次の話:あなたは恋愛小説を書き上げた

 脇目もふらずに書き上げた小説を、あなたは食いいるように読み返している。完成したたばかりの恋愛小説。一心不乱に書き上げた六千文字の物語を読み終わると、あなたは満足げにうなづいた。

 この小説はあなたが高校生だった頃の……そう、あなたがまだ純粋な好奇心に目を輝かせていた頃の経験を元に、あなたが書き上げたものだ。

 あの日……そう、十七歳のクリスマスの夜、あなたは恋人とその妹、そして親友を招いてクリスマスを祝った。もちろんあなたはクリスチャンではないし、クリスマスを祝うというのは口実にすぎない。あなたはただ、仲間たちと楽しい時間を過ごしたかっただけだ。

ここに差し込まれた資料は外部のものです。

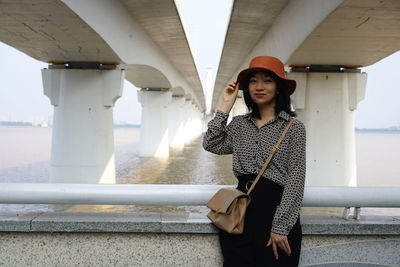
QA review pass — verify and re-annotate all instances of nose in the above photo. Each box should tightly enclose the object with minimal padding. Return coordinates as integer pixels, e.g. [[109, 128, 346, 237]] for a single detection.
[[256, 81, 264, 90]]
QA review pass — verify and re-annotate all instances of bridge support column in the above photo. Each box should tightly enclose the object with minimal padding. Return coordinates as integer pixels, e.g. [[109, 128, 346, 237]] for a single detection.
[[288, 72, 367, 186], [42, 69, 124, 183], [138, 90, 172, 157], [183, 100, 193, 145], [168, 97, 185, 148]]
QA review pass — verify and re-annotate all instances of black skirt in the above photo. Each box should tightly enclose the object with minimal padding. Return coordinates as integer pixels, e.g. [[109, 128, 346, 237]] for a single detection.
[[219, 174, 302, 266]]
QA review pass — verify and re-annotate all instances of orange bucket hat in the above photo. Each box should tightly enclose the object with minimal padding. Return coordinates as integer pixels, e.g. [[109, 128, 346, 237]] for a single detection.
[[236, 56, 296, 95]]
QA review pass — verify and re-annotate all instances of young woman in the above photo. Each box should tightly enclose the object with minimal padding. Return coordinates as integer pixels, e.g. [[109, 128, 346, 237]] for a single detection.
[[203, 56, 306, 266]]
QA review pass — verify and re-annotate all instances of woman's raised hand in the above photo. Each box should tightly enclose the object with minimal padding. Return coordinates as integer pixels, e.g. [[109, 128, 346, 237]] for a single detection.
[[220, 82, 239, 114]]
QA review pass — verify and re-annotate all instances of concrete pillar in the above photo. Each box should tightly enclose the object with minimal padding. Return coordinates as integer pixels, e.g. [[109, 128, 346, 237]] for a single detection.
[[288, 72, 367, 186], [168, 97, 185, 148], [42, 69, 124, 183], [138, 90, 172, 157], [183, 100, 193, 145], [194, 106, 202, 138]]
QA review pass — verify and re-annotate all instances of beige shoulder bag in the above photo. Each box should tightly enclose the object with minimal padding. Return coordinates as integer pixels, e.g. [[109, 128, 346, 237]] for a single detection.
[[207, 118, 296, 234]]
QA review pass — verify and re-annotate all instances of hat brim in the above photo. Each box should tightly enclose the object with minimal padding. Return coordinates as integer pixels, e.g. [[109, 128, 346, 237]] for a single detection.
[[236, 68, 296, 95]]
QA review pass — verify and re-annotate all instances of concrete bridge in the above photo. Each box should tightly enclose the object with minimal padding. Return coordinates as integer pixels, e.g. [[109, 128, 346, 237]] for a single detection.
[[0, 0, 400, 186], [0, 0, 400, 266]]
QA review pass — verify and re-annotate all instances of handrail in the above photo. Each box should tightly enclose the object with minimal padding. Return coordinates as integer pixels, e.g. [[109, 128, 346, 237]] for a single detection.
[[0, 183, 400, 207]]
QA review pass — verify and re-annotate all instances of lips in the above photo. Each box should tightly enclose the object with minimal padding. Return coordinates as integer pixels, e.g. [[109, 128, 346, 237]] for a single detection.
[[254, 94, 265, 97]]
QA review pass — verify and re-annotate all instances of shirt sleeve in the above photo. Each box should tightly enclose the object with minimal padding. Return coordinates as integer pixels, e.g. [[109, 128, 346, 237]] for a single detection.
[[271, 121, 306, 236], [203, 110, 233, 155]]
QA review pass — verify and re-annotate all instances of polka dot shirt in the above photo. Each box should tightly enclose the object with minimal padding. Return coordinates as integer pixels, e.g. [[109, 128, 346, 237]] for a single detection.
[[203, 110, 306, 235]]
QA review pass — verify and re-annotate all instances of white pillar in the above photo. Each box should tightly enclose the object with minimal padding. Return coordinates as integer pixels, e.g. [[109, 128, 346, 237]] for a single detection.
[[138, 90, 172, 157], [289, 72, 367, 186], [183, 100, 193, 145], [194, 106, 202, 138], [168, 97, 185, 148], [42, 69, 124, 183]]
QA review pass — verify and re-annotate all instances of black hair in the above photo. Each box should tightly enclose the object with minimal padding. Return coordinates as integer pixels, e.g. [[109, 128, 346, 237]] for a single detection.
[[242, 71, 297, 119]]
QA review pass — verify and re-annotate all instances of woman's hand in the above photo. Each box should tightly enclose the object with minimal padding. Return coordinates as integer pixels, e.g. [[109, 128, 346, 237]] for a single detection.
[[220, 82, 239, 114], [267, 232, 292, 259]]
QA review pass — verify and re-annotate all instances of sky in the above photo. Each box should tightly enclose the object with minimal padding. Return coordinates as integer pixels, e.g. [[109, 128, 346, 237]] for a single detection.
[[0, 0, 400, 128]]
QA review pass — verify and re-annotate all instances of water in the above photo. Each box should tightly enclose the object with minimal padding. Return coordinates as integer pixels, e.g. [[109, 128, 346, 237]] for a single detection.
[[0, 126, 400, 215]]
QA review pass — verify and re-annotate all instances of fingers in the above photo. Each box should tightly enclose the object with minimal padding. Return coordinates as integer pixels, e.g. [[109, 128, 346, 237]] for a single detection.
[[272, 242, 278, 259], [267, 234, 292, 259], [226, 82, 237, 91], [285, 238, 292, 256]]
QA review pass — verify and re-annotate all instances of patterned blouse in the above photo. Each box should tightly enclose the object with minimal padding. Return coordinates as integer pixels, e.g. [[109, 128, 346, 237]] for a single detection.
[[203, 110, 306, 235]]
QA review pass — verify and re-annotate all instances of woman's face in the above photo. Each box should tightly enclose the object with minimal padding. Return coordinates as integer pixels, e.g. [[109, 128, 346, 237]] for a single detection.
[[249, 72, 276, 106]]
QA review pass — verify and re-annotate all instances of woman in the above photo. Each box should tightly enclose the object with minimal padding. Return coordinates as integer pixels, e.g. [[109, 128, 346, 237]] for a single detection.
[[203, 56, 306, 266]]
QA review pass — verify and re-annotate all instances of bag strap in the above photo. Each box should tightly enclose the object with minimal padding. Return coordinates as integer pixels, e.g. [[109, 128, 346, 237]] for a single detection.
[[246, 118, 296, 195]]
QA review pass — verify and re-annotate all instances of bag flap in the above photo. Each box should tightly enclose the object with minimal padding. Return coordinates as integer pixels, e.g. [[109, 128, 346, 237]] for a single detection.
[[207, 188, 249, 213]]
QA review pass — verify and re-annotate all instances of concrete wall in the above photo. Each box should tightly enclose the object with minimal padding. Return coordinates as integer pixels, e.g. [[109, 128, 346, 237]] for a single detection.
[[0, 212, 400, 266]]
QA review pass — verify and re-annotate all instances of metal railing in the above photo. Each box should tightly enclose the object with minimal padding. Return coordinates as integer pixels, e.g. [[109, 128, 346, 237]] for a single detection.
[[0, 183, 400, 219]]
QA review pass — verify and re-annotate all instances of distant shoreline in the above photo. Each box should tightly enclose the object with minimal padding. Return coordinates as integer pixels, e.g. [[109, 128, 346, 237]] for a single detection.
[[0, 121, 140, 128], [355, 128, 400, 134], [0, 121, 400, 134]]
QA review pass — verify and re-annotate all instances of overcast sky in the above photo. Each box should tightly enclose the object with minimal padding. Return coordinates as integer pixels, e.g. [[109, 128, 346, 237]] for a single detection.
[[0, 0, 400, 128]]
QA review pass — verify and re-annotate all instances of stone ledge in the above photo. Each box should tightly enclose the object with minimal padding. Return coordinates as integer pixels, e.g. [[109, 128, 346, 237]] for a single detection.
[[0, 212, 400, 235]]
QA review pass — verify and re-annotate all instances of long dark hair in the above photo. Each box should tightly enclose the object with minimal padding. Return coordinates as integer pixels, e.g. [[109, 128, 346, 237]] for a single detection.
[[241, 71, 297, 119]]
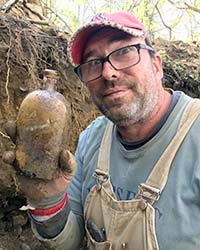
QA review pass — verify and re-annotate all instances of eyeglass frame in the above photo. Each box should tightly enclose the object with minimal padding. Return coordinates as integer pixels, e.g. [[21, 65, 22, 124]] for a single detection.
[[74, 43, 155, 83]]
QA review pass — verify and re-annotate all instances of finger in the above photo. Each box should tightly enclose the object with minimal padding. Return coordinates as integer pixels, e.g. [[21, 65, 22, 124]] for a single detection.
[[5, 120, 17, 143], [2, 150, 16, 165], [59, 149, 76, 174]]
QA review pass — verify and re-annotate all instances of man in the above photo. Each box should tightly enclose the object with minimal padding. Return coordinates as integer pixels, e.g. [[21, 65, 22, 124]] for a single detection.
[[5, 12, 200, 250]]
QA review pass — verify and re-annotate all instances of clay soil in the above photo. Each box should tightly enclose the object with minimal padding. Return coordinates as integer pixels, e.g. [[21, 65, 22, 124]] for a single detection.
[[0, 14, 200, 250]]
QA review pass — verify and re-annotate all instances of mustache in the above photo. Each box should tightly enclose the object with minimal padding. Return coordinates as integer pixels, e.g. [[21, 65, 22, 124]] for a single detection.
[[101, 80, 137, 91]]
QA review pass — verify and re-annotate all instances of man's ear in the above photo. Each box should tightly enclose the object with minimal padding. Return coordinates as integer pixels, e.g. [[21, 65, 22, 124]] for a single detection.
[[152, 53, 163, 79]]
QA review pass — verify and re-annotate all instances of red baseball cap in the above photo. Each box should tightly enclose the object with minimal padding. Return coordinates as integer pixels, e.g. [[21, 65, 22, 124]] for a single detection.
[[68, 11, 145, 66]]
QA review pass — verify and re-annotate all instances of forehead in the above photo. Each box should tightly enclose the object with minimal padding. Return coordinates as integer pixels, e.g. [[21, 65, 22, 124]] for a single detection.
[[82, 27, 144, 61]]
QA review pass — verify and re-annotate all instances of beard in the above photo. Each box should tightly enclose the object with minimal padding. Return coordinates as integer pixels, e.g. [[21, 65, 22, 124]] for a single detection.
[[93, 80, 159, 127]]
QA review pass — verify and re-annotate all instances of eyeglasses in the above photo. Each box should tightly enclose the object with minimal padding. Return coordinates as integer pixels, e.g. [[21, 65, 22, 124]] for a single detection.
[[74, 43, 154, 83]]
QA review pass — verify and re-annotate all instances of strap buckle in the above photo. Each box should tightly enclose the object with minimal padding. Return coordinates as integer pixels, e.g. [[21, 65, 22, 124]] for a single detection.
[[92, 169, 109, 185], [136, 183, 161, 204]]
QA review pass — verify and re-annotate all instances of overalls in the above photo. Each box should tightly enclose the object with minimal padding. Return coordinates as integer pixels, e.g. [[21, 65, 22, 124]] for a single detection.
[[84, 99, 200, 250]]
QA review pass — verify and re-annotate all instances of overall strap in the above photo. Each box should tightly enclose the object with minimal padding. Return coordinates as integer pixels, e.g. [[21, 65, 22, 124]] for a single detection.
[[96, 121, 113, 177], [136, 99, 200, 204]]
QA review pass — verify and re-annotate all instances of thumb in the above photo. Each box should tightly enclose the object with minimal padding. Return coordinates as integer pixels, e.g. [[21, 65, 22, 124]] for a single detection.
[[2, 150, 16, 165]]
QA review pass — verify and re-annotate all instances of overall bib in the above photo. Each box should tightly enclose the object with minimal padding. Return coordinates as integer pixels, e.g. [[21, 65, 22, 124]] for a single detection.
[[84, 99, 200, 250]]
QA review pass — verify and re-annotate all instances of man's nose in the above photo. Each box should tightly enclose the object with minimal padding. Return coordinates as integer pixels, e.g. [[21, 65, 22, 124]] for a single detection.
[[102, 61, 119, 81]]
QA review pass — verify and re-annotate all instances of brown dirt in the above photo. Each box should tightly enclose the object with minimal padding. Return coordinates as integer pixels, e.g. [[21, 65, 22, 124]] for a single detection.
[[0, 14, 200, 250]]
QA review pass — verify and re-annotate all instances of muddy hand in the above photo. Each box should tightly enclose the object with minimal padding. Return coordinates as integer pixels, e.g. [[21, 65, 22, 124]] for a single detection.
[[2, 120, 16, 165]]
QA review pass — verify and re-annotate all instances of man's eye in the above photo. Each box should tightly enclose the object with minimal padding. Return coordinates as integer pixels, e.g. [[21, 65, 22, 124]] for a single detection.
[[88, 60, 101, 67], [116, 47, 131, 56]]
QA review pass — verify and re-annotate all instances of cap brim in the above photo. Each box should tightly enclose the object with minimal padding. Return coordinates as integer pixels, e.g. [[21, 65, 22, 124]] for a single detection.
[[68, 20, 144, 66]]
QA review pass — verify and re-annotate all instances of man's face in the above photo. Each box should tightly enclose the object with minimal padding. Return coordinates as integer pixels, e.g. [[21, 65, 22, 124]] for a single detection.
[[83, 29, 163, 126]]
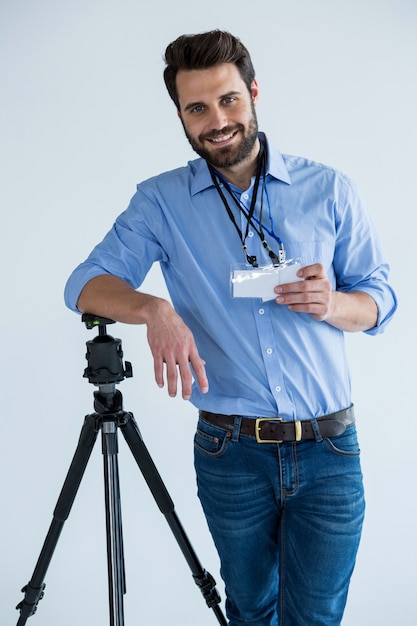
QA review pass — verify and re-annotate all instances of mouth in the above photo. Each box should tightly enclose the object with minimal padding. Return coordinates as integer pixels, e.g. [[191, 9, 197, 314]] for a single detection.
[[206, 130, 238, 146]]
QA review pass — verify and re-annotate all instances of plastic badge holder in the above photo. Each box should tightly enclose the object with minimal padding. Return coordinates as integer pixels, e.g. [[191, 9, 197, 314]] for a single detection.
[[230, 259, 304, 302]]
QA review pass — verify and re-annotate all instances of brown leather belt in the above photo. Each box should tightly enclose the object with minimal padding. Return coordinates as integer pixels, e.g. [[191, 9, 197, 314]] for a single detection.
[[199, 405, 355, 443]]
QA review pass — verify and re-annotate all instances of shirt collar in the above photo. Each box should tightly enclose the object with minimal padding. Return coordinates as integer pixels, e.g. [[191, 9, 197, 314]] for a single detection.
[[188, 133, 291, 196]]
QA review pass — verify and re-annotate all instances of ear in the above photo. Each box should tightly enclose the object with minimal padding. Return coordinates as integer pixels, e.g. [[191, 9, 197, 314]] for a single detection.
[[250, 78, 259, 106]]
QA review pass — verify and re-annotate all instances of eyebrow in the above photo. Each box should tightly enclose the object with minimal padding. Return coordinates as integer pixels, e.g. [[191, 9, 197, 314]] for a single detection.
[[184, 91, 242, 111]]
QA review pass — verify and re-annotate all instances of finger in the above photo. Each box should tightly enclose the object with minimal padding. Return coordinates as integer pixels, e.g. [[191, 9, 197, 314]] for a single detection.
[[297, 263, 326, 280], [192, 358, 209, 393], [153, 357, 165, 388]]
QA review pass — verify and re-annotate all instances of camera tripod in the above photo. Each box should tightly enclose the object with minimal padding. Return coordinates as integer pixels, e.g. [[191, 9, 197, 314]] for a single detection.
[[16, 314, 227, 626]]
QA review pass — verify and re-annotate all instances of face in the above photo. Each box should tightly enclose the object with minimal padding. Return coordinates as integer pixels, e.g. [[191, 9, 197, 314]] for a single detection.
[[177, 63, 258, 169]]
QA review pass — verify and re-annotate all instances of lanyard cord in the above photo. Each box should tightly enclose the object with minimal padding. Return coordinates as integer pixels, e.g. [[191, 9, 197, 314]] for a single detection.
[[208, 144, 285, 267]]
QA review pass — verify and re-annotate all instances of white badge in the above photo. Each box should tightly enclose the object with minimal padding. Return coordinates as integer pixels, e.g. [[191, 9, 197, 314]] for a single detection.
[[230, 259, 304, 302]]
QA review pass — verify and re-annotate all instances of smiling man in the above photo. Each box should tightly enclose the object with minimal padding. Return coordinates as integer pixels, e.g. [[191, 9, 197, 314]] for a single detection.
[[65, 31, 396, 626]]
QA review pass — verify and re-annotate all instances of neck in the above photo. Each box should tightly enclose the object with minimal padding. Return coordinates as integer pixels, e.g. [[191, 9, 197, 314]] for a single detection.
[[216, 139, 260, 189]]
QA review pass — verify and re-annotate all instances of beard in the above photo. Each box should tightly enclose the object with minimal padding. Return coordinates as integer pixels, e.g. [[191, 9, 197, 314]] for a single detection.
[[182, 105, 258, 168]]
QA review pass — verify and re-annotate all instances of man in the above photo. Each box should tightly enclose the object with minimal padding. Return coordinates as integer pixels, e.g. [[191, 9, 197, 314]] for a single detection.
[[66, 31, 396, 626]]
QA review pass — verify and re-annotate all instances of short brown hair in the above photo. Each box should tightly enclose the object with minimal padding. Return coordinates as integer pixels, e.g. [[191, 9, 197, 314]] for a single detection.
[[164, 30, 255, 109]]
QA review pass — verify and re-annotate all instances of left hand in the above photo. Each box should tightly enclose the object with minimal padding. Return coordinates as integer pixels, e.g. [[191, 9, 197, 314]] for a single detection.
[[274, 263, 334, 322]]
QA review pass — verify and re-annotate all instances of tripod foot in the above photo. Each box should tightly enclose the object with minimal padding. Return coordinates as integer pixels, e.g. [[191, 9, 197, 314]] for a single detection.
[[16, 582, 45, 625]]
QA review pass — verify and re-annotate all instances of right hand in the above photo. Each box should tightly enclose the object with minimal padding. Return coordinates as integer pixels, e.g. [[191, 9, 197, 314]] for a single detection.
[[147, 300, 208, 400]]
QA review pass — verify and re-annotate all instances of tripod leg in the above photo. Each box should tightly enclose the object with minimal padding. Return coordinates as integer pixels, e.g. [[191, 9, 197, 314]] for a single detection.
[[16, 415, 97, 626], [102, 421, 126, 626], [120, 413, 227, 626]]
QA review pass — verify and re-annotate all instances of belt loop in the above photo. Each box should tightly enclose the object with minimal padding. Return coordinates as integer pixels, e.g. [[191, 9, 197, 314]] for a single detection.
[[310, 418, 323, 443], [232, 415, 242, 441]]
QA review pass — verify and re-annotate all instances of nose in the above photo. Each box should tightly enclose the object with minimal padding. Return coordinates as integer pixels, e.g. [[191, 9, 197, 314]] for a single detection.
[[208, 106, 228, 130]]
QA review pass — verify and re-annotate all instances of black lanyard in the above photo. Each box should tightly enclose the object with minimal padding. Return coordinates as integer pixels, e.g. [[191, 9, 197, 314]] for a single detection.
[[208, 144, 283, 267]]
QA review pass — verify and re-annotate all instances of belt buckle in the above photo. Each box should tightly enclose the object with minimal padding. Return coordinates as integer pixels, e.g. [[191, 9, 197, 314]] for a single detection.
[[255, 417, 283, 443]]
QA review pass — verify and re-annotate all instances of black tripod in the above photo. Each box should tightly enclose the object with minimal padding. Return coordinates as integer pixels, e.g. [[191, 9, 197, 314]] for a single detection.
[[16, 315, 227, 626]]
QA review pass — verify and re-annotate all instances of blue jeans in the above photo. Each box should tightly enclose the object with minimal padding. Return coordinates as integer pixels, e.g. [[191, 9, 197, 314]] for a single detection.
[[194, 418, 365, 626]]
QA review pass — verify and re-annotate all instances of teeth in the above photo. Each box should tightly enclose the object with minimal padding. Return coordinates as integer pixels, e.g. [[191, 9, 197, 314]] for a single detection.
[[210, 133, 233, 143]]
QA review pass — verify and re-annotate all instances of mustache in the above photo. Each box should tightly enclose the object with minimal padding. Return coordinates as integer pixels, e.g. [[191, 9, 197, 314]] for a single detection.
[[199, 124, 244, 141]]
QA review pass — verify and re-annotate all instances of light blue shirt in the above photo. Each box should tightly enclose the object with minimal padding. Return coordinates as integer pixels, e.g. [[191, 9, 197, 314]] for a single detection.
[[65, 135, 396, 419]]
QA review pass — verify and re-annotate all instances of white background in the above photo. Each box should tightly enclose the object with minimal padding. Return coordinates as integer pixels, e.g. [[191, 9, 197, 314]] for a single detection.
[[0, 0, 417, 626]]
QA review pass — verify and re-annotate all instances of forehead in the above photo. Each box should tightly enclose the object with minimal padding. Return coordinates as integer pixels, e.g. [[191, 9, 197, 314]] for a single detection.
[[176, 63, 247, 108]]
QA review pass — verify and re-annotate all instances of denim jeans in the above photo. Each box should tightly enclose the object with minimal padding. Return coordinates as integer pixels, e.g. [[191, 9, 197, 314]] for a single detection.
[[194, 418, 365, 626]]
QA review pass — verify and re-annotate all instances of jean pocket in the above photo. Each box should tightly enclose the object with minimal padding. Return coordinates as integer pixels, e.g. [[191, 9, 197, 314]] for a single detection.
[[324, 424, 360, 456], [194, 420, 232, 457]]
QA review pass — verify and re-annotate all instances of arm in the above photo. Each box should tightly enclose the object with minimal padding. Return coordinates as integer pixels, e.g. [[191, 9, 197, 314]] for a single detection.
[[275, 263, 378, 332], [77, 274, 208, 400]]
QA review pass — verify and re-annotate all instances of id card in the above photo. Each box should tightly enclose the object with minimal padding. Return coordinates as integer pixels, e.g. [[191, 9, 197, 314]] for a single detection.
[[230, 259, 304, 302]]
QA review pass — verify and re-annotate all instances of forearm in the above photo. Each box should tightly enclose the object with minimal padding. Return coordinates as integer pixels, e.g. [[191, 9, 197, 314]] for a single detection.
[[324, 291, 378, 332], [77, 274, 171, 324]]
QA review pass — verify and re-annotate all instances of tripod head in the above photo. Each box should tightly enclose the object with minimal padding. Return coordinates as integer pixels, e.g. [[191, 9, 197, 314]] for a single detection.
[[81, 313, 133, 385]]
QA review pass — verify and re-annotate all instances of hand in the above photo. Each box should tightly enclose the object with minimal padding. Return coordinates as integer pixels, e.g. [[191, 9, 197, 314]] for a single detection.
[[147, 300, 208, 400], [274, 263, 334, 322]]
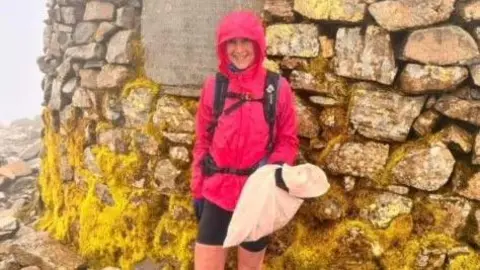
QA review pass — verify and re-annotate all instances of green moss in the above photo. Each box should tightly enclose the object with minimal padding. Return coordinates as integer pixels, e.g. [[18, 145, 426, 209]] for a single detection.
[[37, 110, 84, 241], [374, 135, 437, 186], [122, 77, 160, 98], [381, 233, 458, 270]]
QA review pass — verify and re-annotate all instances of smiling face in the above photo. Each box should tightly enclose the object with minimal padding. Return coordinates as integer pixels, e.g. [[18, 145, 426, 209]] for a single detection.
[[227, 38, 255, 69]]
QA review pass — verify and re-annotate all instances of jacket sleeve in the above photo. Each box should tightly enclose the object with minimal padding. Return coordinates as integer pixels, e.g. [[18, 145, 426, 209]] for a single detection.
[[267, 77, 299, 165], [190, 78, 214, 199]]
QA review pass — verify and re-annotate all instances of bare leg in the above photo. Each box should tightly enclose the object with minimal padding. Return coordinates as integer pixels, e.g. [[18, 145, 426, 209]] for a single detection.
[[238, 246, 266, 270], [195, 243, 228, 270]]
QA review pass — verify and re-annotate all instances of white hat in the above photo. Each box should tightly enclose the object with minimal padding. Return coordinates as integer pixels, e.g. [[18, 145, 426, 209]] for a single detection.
[[223, 164, 330, 247], [282, 163, 330, 198]]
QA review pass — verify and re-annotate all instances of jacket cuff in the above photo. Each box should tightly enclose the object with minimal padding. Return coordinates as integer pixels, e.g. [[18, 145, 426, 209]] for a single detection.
[[275, 167, 288, 192]]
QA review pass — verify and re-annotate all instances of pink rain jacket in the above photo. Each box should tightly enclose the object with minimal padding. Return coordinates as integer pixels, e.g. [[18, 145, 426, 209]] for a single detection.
[[191, 11, 298, 211]]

 日付が変わる頃には恋人と友人が眠ってしまい、残されたあなたと妹は二人きりで会話を楽しんでいた。いつしか二人は寄り添い、肩を抱き合い、そして恋人から隠れるようにして唇を重ねていた。

 なんとも甘酸っぱい思い出じゃないか。あなたはあの時の胸を締め付けるような甘い感情に突き動かされて、この小説を書き始めた。もちろん冒頭は、恋人の妹ノブコと隠れて口づけを交わすシーンだ。ぎこちなく重ねられた唇の感触や、張り裂けそうなほど高鳴っていた胸の鼓動……純粋だったあの頃を噛みしめるようにして、あなたは言葉をつづっていった。

 あなたはどうして、恋人に隠れてノブコと口づけを交わしたのだろうか。

「お姉ちゃんには、絶対に内緒。約束だからね」

 そう言いながら、小説の中ではノブコが迫ったことになっている。姉の浮気を知ったノブコは、同情心からあなたへと近づいていった。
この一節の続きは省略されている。